Tuesday, January 26, 2010


Today before I brought Ace in for his lunch and nap, I spent our few minutes leading around and behaving. But first, I just threw an arm over his back and leaned on him and patted both sides which I do sometimes getting him used to having a human over him. It's also useful to do some grooming while standing on a stool which makes it easier in the future when you first go to mount them. He stands for this, but he tosses his head and fights with the lead. His body language quite clearly saying "I'm mad and I'm bad and I hate bending to your will." For a moment, my mind fast forwarded to fall 2011. At that time, Ace will be two and a half years old, and most likely ready to have a little saddle training. And I will be *gasp* ...forty. I imagined sitting there on his back while he quivers and fidgets like a jumping bean ready to explode. I remember riding my Grey Horse a few times during his two year old year. This ought to be good for a mid-life crisis.

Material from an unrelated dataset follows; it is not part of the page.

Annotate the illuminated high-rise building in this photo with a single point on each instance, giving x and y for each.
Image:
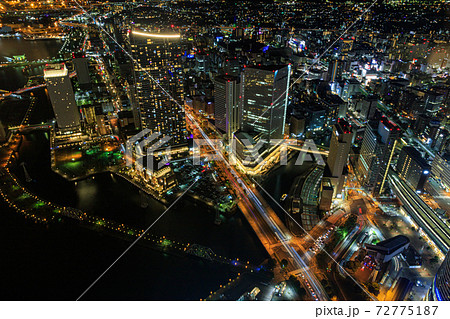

Not long ago, one of my readers asked me what my expectations and plans are for Ace. I sort of chuckled and replied "My plans don't always work out." But its a fair question. After all, before you breed your mare, you ought to have a plan for the offspring. When we made this match, I was expecting to get a fine harness or three gaited park horse. So did I? Here is a summary of Ace's pedigree in snapshots. Don't forget that if you click the picture, it will open up larger in another screen.

His sire "Clint" was never shown, but is a park or fine harness type with the trot to match. "Clint" is by CF First Night Out who was lightly shown as a three gaited horse, placing second at Louisville as a 2 yr old before being shown as a junior gaited horse and retired to stud. I don't follow the sire ratings very closely, but FNO has been near the top of the ratings for a couple of years, siring winners in all divisions. FNO's sire CH Night Prowler was a World's Grand Champion Fine Harness horse.

Clint's dam was by Georgetown. Georgetown only sired about two dozen foals before being lost in a barn fire at the young age of seven. We happened to breed a mare to Georgetown, and the resulting foal was the first Saddlebred I trained myself. Georgetown was by the great five gaited World's Grand Champion CH Yorktown who had a long and illustrious career at stud.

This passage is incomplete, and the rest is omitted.